WASHINGTON (Reuters) - President Donald Trump, in a first exercise of his power to commute criminal sentences, cut short the 27-year prison term of a kosher meatpacking executive who was convicted eight years ago of bank fraud, the White House said on Wednesday.
The commutation granted to Sholom Rubashkin, 57, marked only the second time that Trump has invoked his clemency authority as president, following the blanket pardon he granted earlier this year to Joe Arpaio, the former sheriff of Maricopa County in Arizona.
Unlike the case of Arpaio, whom a judge had found guilty of contempt in a case involving racial profiling, Trump’s latest action leaves Rubashkin’s conviction intact, as well as terms of his supervised release from federal prison and his obligation to make restitution.

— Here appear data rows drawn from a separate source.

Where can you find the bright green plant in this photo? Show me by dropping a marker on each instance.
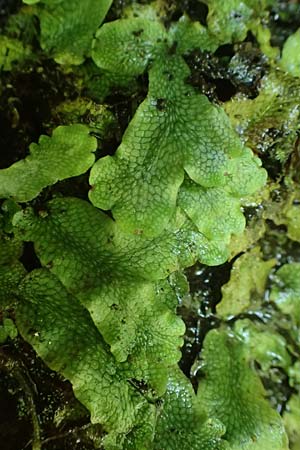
(102, 308)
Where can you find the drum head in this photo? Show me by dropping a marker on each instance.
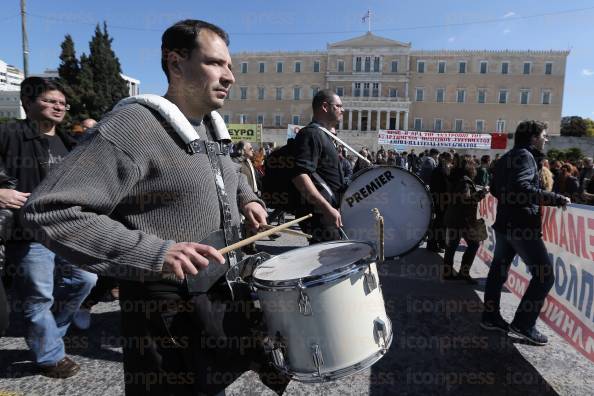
(313, 261)
(403, 201)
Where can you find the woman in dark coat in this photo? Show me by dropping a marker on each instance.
(460, 219)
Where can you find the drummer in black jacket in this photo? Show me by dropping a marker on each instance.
(317, 175)
(518, 231)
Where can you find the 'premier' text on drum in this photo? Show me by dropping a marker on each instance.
(370, 188)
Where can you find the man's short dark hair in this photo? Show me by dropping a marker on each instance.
(182, 38)
(325, 95)
(527, 129)
(33, 87)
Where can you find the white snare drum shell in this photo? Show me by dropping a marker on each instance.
(347, 321)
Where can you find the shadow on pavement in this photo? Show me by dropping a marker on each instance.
(438, 346)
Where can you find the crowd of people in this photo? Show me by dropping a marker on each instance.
(151, 192)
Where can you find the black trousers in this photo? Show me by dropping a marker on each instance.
(535, 255)
(177, 344)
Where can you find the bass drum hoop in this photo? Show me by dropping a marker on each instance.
(431, 205)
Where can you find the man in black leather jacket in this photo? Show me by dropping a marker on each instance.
(518, 231)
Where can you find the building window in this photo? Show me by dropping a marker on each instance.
(546, 97)
(420, 94)
(420, 66)
(394, 68)
(368, 64)
(437, 125)
(481, 96)
(439, 94)
(441, 67)
(500, 126)
(480, 126)
(524, 96)
(366, 90)
(484, 67)
(358, 63)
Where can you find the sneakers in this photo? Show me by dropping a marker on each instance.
(63, 369)
(494, 323)
(532, 335)
(82, 318)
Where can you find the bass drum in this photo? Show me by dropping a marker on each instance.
(402, 199)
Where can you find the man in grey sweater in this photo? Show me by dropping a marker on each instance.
(133, 202)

Rubashkin was convicted in 2009 of 86 counts of financial fraud that came to light after a government raid on a kosher meatpacking plant in Postville, Iowa, where hundreds of undocumented immigrant workers were arrested.
Rubashkin, a father of 10, was the chief executive overseeing the slaughterhouse and headquarters for a family business that was then the largest kosher meat-processing company in the United States.

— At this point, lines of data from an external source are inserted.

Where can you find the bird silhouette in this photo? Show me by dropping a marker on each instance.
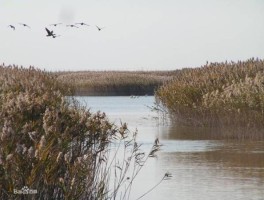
(99, 28)
(11, 26)
(72, 25)
(25, 25)
(51, 34)
(56, 24)
(83, 24)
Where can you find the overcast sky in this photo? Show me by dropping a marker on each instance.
(138, 34)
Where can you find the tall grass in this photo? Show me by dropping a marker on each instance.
(51, 144)
(228, 96)
(115, 82)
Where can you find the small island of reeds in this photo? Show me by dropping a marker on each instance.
(114, 83)
(227, 97)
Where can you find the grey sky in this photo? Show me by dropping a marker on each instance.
(139, 34)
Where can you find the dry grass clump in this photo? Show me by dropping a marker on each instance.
(225, 95)
(50, 144)
(114, 82)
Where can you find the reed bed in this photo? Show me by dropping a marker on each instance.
(227, 96)
(102, 83)
(53, 147)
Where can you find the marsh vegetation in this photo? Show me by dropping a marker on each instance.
(227, 97)
(113, 83)
(53, 145)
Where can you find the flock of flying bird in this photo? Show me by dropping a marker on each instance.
(50, 33)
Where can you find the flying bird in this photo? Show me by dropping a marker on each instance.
(50, 33)
(25, 25)
(83, 24)
(11, 26)
(99, 28)
(55, 24)
(72, 25)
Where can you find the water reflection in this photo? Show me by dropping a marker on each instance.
(201, 168)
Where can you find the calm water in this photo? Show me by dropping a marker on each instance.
(201, 169)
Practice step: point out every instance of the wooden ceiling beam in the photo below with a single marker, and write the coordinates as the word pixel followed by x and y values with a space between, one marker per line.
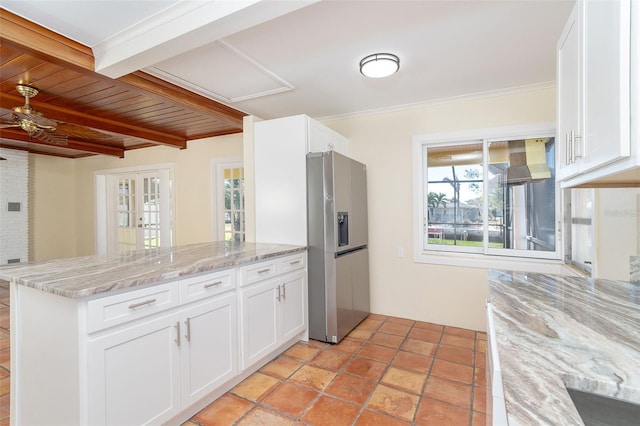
pixel 79 145
pixel 36 151
pixel 165 90
pixel 78 118
pixel 25 35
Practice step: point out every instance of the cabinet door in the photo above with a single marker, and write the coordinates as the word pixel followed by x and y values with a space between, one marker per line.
pixel 569 75
pixel 607 35
pixel 209 347
pixel 134 374
pixel 317 137
pixel 293 304
pixel 259 313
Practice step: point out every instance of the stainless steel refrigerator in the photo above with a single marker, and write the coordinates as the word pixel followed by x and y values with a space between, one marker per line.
pixel 337 240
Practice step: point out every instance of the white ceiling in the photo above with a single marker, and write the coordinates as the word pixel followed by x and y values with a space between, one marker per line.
pixel 274 58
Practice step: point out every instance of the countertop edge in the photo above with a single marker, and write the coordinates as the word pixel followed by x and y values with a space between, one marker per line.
pixel 19 274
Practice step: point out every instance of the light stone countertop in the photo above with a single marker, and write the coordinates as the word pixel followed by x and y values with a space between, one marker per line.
pixel 92 275
pixel 556 331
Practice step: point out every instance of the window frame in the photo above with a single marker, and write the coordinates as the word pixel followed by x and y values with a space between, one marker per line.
pixel 484 256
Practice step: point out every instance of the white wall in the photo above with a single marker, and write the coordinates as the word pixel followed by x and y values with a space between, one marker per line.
pixel 14 188
pixel 399 286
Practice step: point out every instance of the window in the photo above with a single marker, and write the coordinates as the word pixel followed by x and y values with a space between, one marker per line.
pixel 489 193
pixel 231 214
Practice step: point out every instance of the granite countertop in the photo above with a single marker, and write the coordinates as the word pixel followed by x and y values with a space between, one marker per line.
pixel 557 331
pixel 91 275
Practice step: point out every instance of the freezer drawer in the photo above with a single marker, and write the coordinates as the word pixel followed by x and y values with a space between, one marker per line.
pixel 351 294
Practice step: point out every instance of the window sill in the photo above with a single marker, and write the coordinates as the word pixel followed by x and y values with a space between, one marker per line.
pixel 474 260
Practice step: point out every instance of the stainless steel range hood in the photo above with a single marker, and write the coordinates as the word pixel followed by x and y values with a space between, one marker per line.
pixel 527 161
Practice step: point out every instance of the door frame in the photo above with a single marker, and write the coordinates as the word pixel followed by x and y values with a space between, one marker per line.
pixel 103 192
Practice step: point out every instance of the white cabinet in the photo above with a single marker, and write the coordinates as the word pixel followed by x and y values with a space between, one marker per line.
pixel 322 139
pixel 274 310
pixel 259 306
pixel 153 355
pixel 209 347
pixel 593 58
pixel 280 167
pixel 569 75
pixel 166 363
pixel 134 374
pixel 293 304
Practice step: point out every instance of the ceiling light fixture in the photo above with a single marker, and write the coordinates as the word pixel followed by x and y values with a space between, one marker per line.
pixel 379 65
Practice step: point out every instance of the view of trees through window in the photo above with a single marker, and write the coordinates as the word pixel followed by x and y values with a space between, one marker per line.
pixel 517 183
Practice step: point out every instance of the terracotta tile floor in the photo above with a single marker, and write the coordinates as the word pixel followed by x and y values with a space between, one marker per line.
pixel 388 371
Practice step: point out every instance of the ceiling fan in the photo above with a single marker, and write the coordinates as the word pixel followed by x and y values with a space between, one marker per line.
pixel 32 121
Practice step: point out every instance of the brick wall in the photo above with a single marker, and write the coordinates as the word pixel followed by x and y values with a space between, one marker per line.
pixel 14 195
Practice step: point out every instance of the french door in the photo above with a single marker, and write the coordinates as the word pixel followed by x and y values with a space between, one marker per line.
pixel 139 210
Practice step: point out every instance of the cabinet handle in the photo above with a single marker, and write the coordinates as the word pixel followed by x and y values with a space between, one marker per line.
pixel 580 152
pixel 188 324
pixel 212 284
pixel 571 147
pixel 146 302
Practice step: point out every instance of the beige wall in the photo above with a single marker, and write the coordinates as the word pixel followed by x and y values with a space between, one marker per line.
pixel 63 202
pixel 442 294
pixel 52 208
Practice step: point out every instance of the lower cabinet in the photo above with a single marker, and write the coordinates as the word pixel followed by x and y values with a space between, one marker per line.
pixel 153 355
pixel 273 311
pixel 134 374
pixel 147 373
pixel 209 347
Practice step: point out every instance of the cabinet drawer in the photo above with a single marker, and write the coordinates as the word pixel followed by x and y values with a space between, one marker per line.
pixel 292 263
pixel 120 308
pixel 203 286
pixel 257 272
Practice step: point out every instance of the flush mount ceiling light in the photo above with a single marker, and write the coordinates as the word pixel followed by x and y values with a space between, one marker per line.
pixel 379 65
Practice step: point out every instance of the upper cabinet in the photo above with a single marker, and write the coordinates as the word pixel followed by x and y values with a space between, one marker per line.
pixel 596 145
pixel 280 173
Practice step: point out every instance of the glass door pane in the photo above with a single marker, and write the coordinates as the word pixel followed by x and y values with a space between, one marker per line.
pixel 150 212
pixel 127 214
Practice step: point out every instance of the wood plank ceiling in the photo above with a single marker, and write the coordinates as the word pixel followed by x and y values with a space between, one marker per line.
pixel 99 115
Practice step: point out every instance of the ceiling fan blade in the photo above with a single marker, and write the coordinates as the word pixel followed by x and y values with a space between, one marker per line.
pixel 50 137
pixel 81 132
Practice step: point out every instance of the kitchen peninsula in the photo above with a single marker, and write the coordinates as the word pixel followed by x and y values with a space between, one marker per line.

The U.S. Supreme Court in 2012 refused to hear an appeal contesting Rubashkin’s sentence, which his lawyers argued was excessive for a first-time, non-violent offender.
His lawyers also contended, to no avail, that he was entitled to a new trial based on evidence of alleged judicial misconduct.
The case sparked an outcry from members of the legal and Orthodox Jewish communities who rallied to Rubashkin’s defense.
The White House statement cited letters of support for review of Rubashkin’s case from more than 30 members of Congress of both parties, including House of Representatives Democratic leader Nancy Pelosi and veteran Republican Senator Orrin Hatch.
Trump also pointed to bipartisan expressions of support for review of the case from over 100 former high-ranking U.S. Justice Department officials, prosecutors, judges and legal scholars.
The White House further noted criticism of Rubashkin’s sentencing as unusually harsh in comparison to penalties imposed on others for similar white-collar crimes.
Former Enron chief executive Jeffrey Skilling was originally sentenced to 24 years in prison, but a federal judge later shortened his term of 14 years. The former CEO of Tyco International Ltd, L. Dennis Kozlowski, was sentenced to 8-1/3 to 25 years in prison and was paroled after serving eight.